The only misfit in the bunch was Simon Getty, the cook. His cooking was decent enough the first few days, but he finally got the “rings,” as the cowboys called it. He grumbled and carried on about everything and everybody. Foley Ble
ssingame and those “kids” of his ate more than ten men decently ought to. That Dundee thought he could ride into camp any old time he felt like it and eat. Didn’t he know that dinner was ready at twelve o’clock, and not at one or two or three? That saddlegun he toted around didn’t make him any privileged character.
And those men Dundee had brought out—some of them didn’t know enough to wash their hands before they shoved them into a man’s Dutch ovens. That Stub Bailey, sneaking a bottle out of his bedroll these cold mornings and lacing his coffee on the quiet. Doug figured the cook’s main objection here was that Stub hadn’t offered him any of it.
And Doug Monahan himself—why couldn’t he buy a man something decent to cook in? A man couldn’t cook for a pack of pot hounds with the equipment this outfit furnished him.

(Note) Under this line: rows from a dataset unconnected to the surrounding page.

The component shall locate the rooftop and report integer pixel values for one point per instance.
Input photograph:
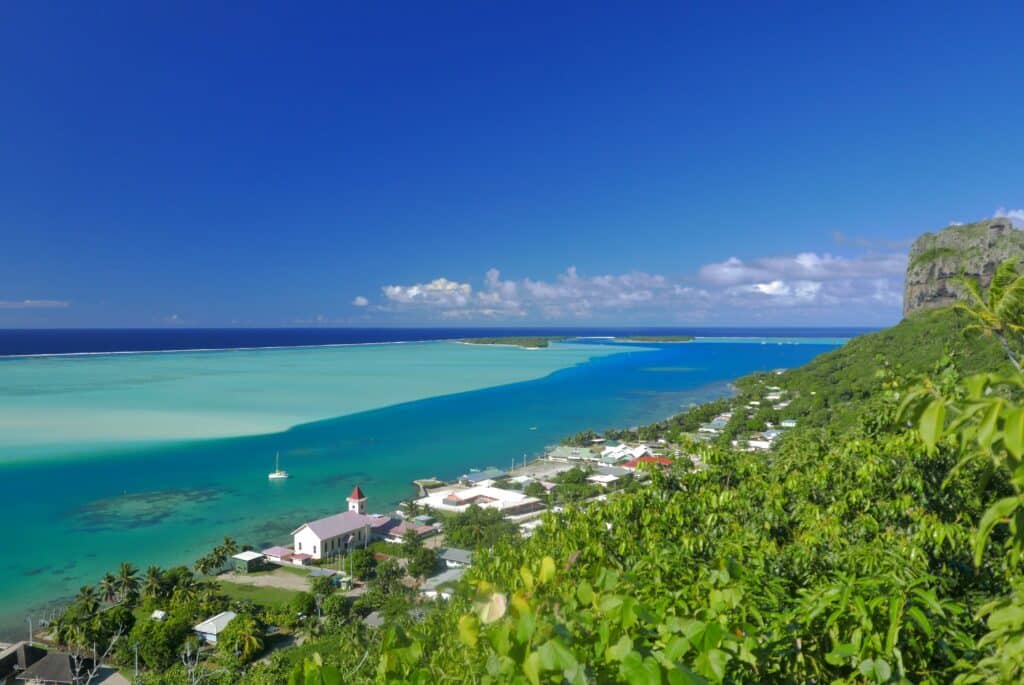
(452, 575)
(54, 668)
(457, 555)
(214, 625)
(486, 474)
(345, 522)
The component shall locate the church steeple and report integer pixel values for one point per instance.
(357, 501)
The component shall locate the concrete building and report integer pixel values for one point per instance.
(214, 626)
(341, 532)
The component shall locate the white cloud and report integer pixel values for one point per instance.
(1016, 216)
(824, 286)
(34, 304)
(437, 293)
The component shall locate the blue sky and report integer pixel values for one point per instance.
(378, 164)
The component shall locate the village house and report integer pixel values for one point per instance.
(214, 626)
(458, 500)
(477, 477)
(660, 462)
(442, 585)
(397, 533)
(456, 558)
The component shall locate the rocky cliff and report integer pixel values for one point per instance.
(975, 249)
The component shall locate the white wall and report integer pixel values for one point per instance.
(305, 542)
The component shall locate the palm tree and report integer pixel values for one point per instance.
(61, 629)
(218, 557)
(204, 564)
(109, 587)
(186, 591)
(87, 598)
(246, 638)
(999, 311)
(153, 586)
(229, 546)
(127, 582)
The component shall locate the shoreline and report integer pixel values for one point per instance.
(461, 341)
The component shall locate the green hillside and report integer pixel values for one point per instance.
(841, 380)
(849, 553)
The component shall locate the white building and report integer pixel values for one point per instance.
(214, 626)
(458, 500)
(623, 453)
(341, 532)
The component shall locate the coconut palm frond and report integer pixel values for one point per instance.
(1009, 306)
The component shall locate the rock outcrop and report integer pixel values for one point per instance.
(974, 249)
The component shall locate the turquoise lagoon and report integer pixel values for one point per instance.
(153, 458)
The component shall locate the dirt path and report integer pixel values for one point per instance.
(275, 579)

Doug took it quietly. He knew a cowcamp cook’s temper served to keep the rest of the crew in its proper place. But sometimes a man could overdo a thing, even if he was right.
Simon Getty made his big mistake one cold morning as the Blessingames came up under the tarp for breakfast. Faces flushed from the raw chill, they approached the chuckbox with a raging hunger. They found Simon Getty ringier than usual. He must have been cold too.
“Damn you, Foley Blessingame, stop kicking sand into the ovens. Lift up them big feet before I take a singletree to you.”
Normally Foley would have retreated, for few men ever tampered with the cook. His revenge would be certain and hard to swallow. But this time Foley stood his ground, his mouth setting in a hard line. The cook had jumped him just one time too many.
Getty growled, “Five growed men without no better manners than a heathen Comanche Indian! The whole bunch of you swarm around them ovens like a passel of razorback hogs. Pity you don’t fall in that crick and drown.”